Mengutip Antara (15/10), Peneliti Koalisi Masyarakat Sipil untuk Keadilan Ekonomi, Kartini Samon, meminta DPR untuk hati-hati dalam meratifikasi RCEP. Ia menilai perjanjian dagang tersebut justru bisa merugikan petani dan para pelaku Usaha Mikro Kecil Menengah (UMKM) pangan di Indonesia.
“RCEP akan meningkatkan impor sejumlah produk yang akan mempengaruhi, baik petani maupun UMKM pangan di Indonesia. Sejumlah pangan akan mengalami peningkatan impor Indonesia, misalnya gula, daging, dan pangan olahan dari negara RCEP lain, seperti Australia, Tiongkok, Vietnam, dan Thailand,” ujar Kartini.
Menurut studi koalisi yang merujuk pada penelitian UNCTAD, menyatakan bahwa pelaksanakaan komitmen liberalisasi barang RCEP akan memperburuk neraca perdagangan ASEAN, termasuk Indonesia, karena impor di sebagian besar negara ASEAN berasal dari Tiongkok. Penelitian tersebut justru menunjukkan bahwa RCEP justru membawa kerugian mencapai US$8,5 miliar per tahun bagi negara-negara ASEAN.

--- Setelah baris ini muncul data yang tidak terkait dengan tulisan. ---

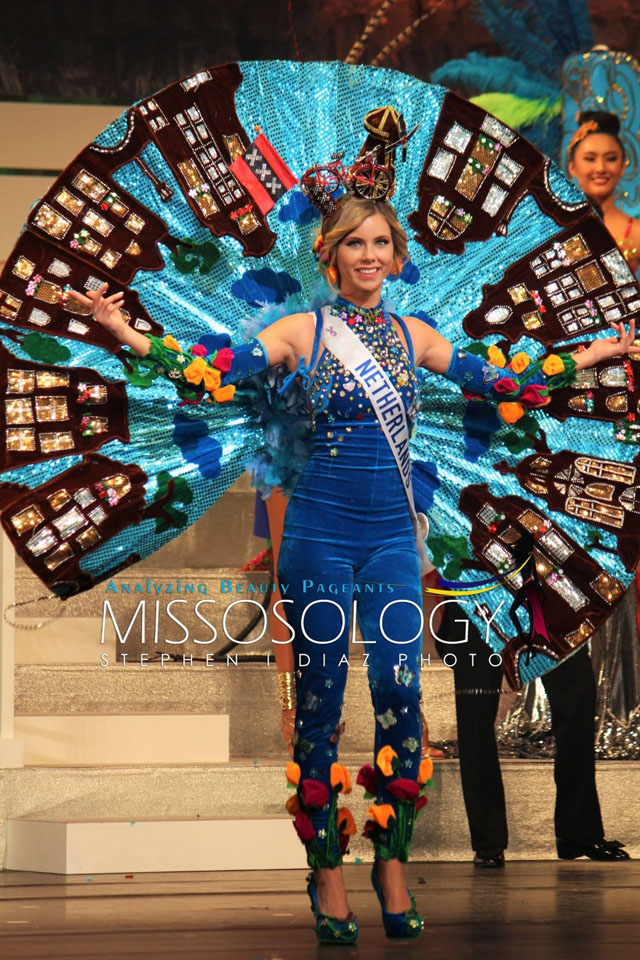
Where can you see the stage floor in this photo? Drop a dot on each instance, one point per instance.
(529, 910)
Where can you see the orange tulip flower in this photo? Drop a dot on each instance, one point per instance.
(293, 804)
(496, 356)
(426, 770)
(520, 362)
(223, 394)
(195, 371)
(293, 773)
(552, 365)
(510, 412)
(339, 776)
(211, 379)
(381, 813)
(172, 343)
(345, 816)
(384, 758)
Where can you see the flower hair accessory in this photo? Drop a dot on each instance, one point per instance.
(589, 126)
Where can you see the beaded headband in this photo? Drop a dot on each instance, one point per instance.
(589, 126)
(372, 175)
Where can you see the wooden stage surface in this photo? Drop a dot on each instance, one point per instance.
(528, 911)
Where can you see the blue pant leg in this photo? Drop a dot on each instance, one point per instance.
(393, 620)
(320, 619)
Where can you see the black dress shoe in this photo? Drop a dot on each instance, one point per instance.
(601, 850)
(489, 858)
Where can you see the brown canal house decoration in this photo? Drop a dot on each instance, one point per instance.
(573, 609)
(54, 525)
(33, 294)
(603, 493)
(88, 214)
(606, 391)
(195, 126)
(578, 282)
(476, 172)
(50, 412)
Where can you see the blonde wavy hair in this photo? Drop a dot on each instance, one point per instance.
(347, 217)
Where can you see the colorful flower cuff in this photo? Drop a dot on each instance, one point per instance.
(198, 371)
(520, 384)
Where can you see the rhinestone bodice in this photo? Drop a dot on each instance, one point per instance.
(334, 392)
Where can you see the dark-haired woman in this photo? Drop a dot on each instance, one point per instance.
(596, 158)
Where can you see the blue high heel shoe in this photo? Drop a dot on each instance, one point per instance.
(329, 929)
(398, 926)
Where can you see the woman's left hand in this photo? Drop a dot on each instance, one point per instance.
(606, 347)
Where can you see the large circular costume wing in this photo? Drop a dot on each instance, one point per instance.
(190, 201)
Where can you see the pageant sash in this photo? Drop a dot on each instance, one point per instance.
(389, 409)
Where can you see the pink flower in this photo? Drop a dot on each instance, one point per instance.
(368, 778)
(304, 827)
(403, 789)
(223, 359)
(314, 793)
(534, 395)
(505, 385)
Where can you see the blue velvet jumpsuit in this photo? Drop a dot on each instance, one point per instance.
(348, 539)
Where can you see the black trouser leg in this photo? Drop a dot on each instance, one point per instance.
(571, 689)
(477, 686)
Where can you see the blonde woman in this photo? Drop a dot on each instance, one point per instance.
(349, 536)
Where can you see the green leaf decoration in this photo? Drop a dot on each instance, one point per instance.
(479, 349)
(593, 541)
(451, 549)
(522, 436)
(171, 518)
(171, 490)
(200, 256)
(45, 349)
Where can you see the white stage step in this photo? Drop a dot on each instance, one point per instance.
(80, 740)
(257, 791)
(149, 846)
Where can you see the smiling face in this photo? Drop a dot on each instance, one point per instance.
(364, 259)
(597, 164)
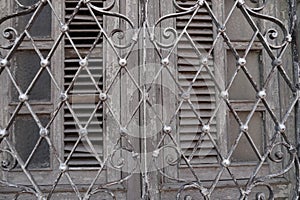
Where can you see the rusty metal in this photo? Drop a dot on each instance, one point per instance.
(141, 32)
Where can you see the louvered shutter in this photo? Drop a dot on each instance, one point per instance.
(83, 31)
(203, 91)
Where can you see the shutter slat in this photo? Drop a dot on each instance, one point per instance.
(83, 95)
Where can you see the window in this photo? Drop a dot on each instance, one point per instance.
(101, 98)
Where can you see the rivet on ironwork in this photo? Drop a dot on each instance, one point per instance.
(44, 63)
(200, 2)
(206, 128)
(188, 197)
(204, 61)
(4, 63)
(83, 62)
(165, 62)
(43, 132)
(242, 61)
(244, 128)
(63, 97)
(123, 131)
(135, 37)
(44, 1)
(135, 155)
(3, 133)
(204, 191)
(63, 167)
(224, 95)
(186, 96)
(222, 29)
(23, 97)
(281, 128)
(103, 96)
(226, 162)
(262, 94)
(167, 129)
(83, 132)
(155, 153)
(64, 28)
(241, 2)
(152, 37)
(277, 62)
(122, 62)
(279, 155)
(5, 163)
(146, 96)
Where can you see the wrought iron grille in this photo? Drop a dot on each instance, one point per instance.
(96, 120)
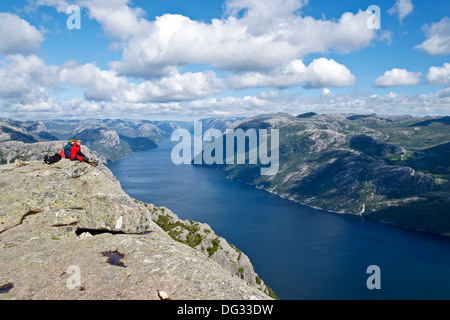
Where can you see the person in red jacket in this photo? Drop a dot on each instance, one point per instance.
(77, 155)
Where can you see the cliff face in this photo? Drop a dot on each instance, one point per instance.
(71, 217)
(392, 169)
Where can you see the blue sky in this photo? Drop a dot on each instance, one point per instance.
(185, 60)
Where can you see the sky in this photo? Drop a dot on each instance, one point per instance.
(188, 60)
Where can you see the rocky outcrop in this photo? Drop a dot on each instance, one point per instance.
(201, 237)
(15, 150)
(69, 231)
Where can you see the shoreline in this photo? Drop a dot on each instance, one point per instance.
(285, 197)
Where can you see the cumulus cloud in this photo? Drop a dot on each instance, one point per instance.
(398, 77)
(24, 75)
(320, 73)
(439, 75)
(17, 36)
(438, 38)
(402, 9)
(267, 35)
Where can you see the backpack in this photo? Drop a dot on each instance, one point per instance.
(53, 159)
(67, 150)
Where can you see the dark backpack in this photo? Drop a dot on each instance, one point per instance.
(53, 159)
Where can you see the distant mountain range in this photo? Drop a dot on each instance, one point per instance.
(394, 169)
(109, 140)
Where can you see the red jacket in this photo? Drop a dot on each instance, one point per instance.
(75, 153)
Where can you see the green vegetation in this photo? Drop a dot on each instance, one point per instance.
(174, 230)
(215, 246)
(393, 169)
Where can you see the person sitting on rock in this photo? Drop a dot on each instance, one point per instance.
(65, 153)
(77, 155)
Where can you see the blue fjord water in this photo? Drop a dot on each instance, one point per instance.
(300, 252)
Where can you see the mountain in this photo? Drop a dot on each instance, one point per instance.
(69, 232)
(394, 169)
(109, 140)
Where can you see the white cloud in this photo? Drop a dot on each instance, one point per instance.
(439, 75)
(24, 76)
(402, 8)
(320, 73)
(268, 35)
(398, 77)
(438, 38)
(17, 36)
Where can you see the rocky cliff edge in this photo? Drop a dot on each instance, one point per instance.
(69, 232)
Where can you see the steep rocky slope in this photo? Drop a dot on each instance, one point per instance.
(68, 217)
(394, 169)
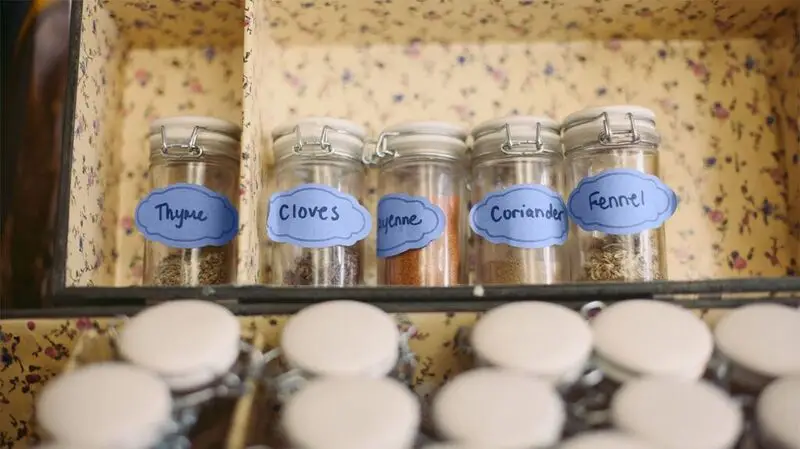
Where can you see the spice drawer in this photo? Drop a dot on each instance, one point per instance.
(722, 78)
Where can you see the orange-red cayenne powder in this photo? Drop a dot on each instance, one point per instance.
(437, 265)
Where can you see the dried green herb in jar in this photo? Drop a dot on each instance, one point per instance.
(635, 257)
(200, 266)
(336, 266)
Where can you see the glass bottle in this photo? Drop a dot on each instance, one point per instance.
(315, 216)
(189, 218)
(618, 205)
(518, 215)
(421, 235)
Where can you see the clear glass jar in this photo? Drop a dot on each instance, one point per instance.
(618, 204)
(189, 218)
(315, 216)
(421, 231)
(518, 212)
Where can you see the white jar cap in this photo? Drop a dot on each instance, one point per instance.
(352, 413)
(106, 405)
(341, 338)
(646, 337)
(546, 340)
(778, 413)
(677, 414)
(189, 343)
(499, 409)
(605, 439)
(762, 338)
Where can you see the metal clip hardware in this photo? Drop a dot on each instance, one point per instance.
(323, 142)
(381, 148)
(607, 137)
(192, 149)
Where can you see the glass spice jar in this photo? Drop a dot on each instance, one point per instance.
(352, 413)
(617, 203)
(492, 407)
(107, 405)
(421, 234)
(518, 211)
(677, 414)
(189, 218)
(315, 215)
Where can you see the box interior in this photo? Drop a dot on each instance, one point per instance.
(723, 78)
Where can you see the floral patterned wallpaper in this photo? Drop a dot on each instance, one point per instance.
(727, 107)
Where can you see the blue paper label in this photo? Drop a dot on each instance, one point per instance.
(407, 222)
(317, 216)
(621, 201)
(187, 216)
(524, 216)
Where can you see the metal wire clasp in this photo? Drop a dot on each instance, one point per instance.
(372, 153)
(607, 136)
(192, 149)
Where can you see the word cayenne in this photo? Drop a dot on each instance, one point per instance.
(551, 213)
(616, 201)
(396, 221)
(294, 211)
(179, 215)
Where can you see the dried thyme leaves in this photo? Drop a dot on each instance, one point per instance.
(335, 266)
(204, 266)
(623, 258)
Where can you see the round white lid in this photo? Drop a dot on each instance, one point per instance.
(499, 409)
(605, 439)
(352, 413)
(648, 337)
(106, 405)
(677, 414)
(341, 338)
(762, 338)
(189, 343)
(547, 340)
(778, 413)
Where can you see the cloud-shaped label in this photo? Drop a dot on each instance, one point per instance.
(187, 216)
(524, 216)
(407, 222)
(317, 216)
(621, 201)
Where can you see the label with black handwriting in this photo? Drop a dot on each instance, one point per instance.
(621, 201)
(317, 216)
(187, 216)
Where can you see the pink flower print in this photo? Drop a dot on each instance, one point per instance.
(84, 324)
(720, 111)
(699, 69)
(142, 77)
(716, 216)
(739, 262)
(195, 86)
(126, 223)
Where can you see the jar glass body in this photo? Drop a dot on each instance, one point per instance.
(597, 256)
(442, 181)
(505, 264)
(333, 266)
(168, 266)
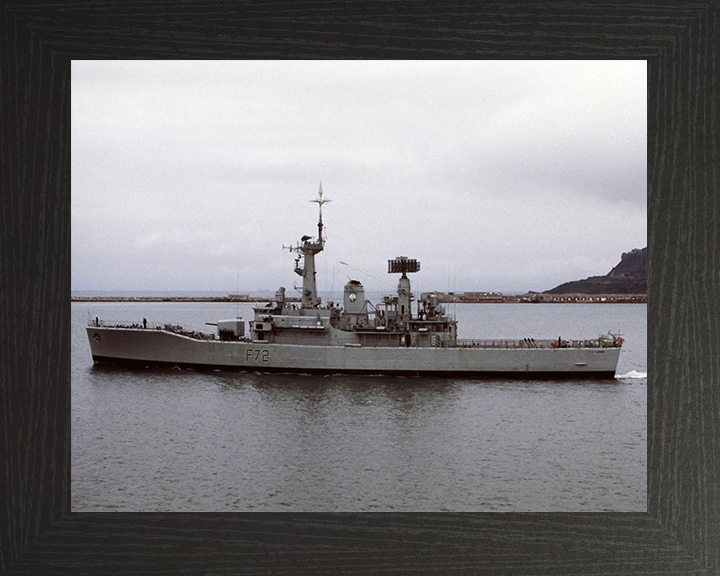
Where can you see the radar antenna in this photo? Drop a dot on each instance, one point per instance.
(320, 201)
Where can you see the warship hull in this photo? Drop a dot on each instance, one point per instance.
(152, 347)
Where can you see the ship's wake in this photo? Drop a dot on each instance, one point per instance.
(632, 374)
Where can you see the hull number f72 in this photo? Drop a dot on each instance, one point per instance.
(252, 355)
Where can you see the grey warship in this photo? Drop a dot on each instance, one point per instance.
(357, 337)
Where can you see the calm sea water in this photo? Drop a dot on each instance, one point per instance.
(177, 440)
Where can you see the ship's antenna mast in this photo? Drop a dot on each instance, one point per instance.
(320, 201)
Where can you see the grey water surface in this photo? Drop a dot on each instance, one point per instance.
(179, 440)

“Peningkatan nilai defisit perdagangan dapat memperburuk membengkaknya neraca pembayaran Indonesia yang pada akhirnya menyempitkan ruang fiskal negara untuk dapat mengalokasikan anggaran negara untuk kepentingan rakyat,” ucap Rachmi Hertanti, Direktur Indonesia for Global Justice (IGJ).